Apparently the consent form was presented to her daughter while Seema was already in the operation theater for another surgery. The daughter was not told the details of the consent form and was misled by the nurse that the forms are for routine check-ups. Unfortunately, Seema passed away within a week of the surgery due to postoperative complications and cardiac failure.

Who will treat you: Doctor or doctor-in-training?

In teaching hospitals, there is an established hierarchy of medical professionals. For those treatments wherein a team of health professionals are involved, there will also be undergraduate and post-graduate students who are there to learn. In some cases, they undertake the treatment under the guidance of a senior doctor. The patients are not made aware of this aspect of treatment at teaching hospitals. As long as the treatment takes off, under the guidance of a senior doctor, trouble is kept at bay. Medico-legal experts say, in terms of informed consent, a senior doctor is not bound to disclose anything about his team of health professionals working on the treatment as long as he takes an active role in the treatment.

Teaching hospitals have an upper-hand when it comes to resources and being abreast with various researches and the latest developments in the field.

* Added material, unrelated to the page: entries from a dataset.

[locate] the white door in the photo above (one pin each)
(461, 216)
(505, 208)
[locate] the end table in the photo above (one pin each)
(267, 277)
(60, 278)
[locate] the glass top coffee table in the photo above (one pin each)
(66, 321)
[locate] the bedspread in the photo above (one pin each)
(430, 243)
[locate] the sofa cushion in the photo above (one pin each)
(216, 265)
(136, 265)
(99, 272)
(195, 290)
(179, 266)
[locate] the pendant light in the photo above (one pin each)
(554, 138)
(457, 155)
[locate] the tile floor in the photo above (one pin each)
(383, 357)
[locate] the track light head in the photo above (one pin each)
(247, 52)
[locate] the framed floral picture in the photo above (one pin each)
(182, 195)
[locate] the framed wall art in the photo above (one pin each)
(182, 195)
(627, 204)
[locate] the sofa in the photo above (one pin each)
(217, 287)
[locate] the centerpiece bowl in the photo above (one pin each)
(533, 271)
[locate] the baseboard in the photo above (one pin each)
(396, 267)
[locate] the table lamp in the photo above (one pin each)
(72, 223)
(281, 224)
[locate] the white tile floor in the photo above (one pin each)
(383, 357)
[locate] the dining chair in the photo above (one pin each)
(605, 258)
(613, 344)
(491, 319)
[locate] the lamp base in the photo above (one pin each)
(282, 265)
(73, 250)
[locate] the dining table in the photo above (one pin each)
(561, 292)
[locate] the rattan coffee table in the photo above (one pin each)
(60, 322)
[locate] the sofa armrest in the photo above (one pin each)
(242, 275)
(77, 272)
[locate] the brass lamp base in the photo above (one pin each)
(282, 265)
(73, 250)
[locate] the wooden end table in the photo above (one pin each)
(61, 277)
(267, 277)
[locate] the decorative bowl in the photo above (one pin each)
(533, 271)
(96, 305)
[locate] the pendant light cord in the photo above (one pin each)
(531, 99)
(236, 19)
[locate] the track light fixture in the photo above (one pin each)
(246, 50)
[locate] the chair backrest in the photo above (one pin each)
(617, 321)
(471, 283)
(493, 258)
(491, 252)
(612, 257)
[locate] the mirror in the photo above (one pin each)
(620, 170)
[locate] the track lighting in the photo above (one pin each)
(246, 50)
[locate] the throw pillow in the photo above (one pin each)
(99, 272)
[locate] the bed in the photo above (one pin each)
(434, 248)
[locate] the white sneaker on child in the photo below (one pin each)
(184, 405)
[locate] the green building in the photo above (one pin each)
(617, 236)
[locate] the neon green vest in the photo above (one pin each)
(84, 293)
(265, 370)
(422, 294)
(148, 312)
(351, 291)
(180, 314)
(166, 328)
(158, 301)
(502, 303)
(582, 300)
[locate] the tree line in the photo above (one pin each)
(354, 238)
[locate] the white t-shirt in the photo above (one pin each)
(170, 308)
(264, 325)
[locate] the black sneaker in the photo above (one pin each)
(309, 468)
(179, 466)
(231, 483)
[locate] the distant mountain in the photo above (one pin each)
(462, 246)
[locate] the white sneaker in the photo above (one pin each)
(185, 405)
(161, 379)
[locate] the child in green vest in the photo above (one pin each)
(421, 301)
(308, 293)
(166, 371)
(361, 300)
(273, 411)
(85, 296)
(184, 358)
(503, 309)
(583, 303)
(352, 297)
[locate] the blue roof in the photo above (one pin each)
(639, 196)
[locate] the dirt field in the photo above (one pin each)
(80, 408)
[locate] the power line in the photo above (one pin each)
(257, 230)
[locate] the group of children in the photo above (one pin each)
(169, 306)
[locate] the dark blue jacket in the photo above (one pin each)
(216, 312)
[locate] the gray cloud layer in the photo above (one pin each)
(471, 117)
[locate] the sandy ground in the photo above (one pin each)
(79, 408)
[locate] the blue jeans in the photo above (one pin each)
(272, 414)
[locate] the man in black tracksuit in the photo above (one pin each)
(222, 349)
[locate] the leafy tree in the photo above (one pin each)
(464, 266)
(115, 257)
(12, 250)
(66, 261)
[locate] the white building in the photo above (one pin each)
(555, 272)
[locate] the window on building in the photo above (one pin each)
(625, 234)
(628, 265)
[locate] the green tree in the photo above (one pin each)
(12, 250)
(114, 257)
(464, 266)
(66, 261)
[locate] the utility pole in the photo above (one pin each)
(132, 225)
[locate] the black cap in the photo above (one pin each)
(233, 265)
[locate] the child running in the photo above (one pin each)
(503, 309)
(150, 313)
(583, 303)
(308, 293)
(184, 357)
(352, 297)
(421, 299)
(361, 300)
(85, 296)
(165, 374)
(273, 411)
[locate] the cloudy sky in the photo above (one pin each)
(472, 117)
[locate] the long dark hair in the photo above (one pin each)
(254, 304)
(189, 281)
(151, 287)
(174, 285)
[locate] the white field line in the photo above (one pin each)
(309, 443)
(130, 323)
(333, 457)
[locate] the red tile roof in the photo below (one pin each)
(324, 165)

According to Dr Savio, teaching hospitals stick to protocols with much more diligence than the non-teaching hospitals. Some experts say that, by and large, both teaching and non-teaching hospitals are similar when it comes to dispensing care. The legalities of informed consent applies the same to both types of hospitals. There is no separate regulation on informed consent between the two.

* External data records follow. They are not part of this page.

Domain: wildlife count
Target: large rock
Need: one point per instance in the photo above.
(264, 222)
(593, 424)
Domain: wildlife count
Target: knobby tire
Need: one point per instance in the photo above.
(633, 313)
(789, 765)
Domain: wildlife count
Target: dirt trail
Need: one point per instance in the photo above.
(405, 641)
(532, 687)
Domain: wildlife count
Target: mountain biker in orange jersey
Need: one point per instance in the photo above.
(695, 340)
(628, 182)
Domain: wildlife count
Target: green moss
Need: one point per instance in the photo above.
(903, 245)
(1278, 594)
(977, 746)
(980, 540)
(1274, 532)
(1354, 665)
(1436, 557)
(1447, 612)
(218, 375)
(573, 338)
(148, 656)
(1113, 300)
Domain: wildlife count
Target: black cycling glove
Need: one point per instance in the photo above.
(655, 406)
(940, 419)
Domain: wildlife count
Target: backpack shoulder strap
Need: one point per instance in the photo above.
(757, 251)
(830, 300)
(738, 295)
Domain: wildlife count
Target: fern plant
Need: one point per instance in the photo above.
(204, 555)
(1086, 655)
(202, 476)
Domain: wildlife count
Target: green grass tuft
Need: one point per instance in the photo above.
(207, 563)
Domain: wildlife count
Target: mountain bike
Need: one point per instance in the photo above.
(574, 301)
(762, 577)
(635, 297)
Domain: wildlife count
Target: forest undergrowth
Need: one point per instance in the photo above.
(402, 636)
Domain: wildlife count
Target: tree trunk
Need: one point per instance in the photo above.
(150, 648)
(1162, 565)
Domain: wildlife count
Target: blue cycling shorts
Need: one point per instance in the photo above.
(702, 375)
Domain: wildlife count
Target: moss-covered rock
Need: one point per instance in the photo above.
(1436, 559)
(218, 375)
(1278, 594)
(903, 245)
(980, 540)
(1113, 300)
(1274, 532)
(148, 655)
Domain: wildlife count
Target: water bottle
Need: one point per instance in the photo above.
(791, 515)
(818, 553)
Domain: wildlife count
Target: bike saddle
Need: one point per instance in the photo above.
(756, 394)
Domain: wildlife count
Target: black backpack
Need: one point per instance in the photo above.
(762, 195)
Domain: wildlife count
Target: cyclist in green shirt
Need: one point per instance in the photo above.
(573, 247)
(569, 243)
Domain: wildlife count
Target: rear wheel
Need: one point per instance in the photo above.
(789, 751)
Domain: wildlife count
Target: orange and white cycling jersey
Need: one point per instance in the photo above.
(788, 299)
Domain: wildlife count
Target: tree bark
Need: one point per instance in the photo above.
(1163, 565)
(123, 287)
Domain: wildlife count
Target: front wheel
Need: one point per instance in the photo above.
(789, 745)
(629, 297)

When responsibility is shunted

Dr Madhanagopal, a general physician, says, “When it comes to signing the informed consent forms, it is imperative that the patient must read the forms thoroughly and made to understand all the medico-legal matters in the document. It is the responsibility of the doctor. However, in all the major hospitals, these matters are mostly handled by the nursing staff or auxiliary health-care staff. This is unacceptable.”  

Experts say the significance of informed consent is especially undermined in small hospitals and this needs to change. According to Dr Madhanagopal, no matter how busy the doctors are, it is their responsibility to help the patient with the consent forms.

Dr Shanthi Chelliah, another general practitioner, says, “When a treatment goes wrong, it is the doctors who are blamed everytime, and, for this reason, the doctors are very vigilant about informed consent.”

She adds that it is not just the patients who need to be protected but also the doctors.

What can be done?

Patients have the right to choose to not give consent for any particular treatment. Often this doesn’t come to light until something goes wrong.

Dr Savio says, “Hospitals should display the patients’ rights on charts. They are to be placed at prominent points in the hospitals so as to catch people’s eyes.”  

Experts say that the media can do a lot in generating awareness among the masses when it comes to their medico-legal rights. As many advertisements there are for private hospitals in the mainstream media, there ought to be that many public awareness campaigns about the medico-legal rights of patients.

With the awareness of the legal backing that they are entitled to, patients will become more assertive and upfront about their consent to doctors.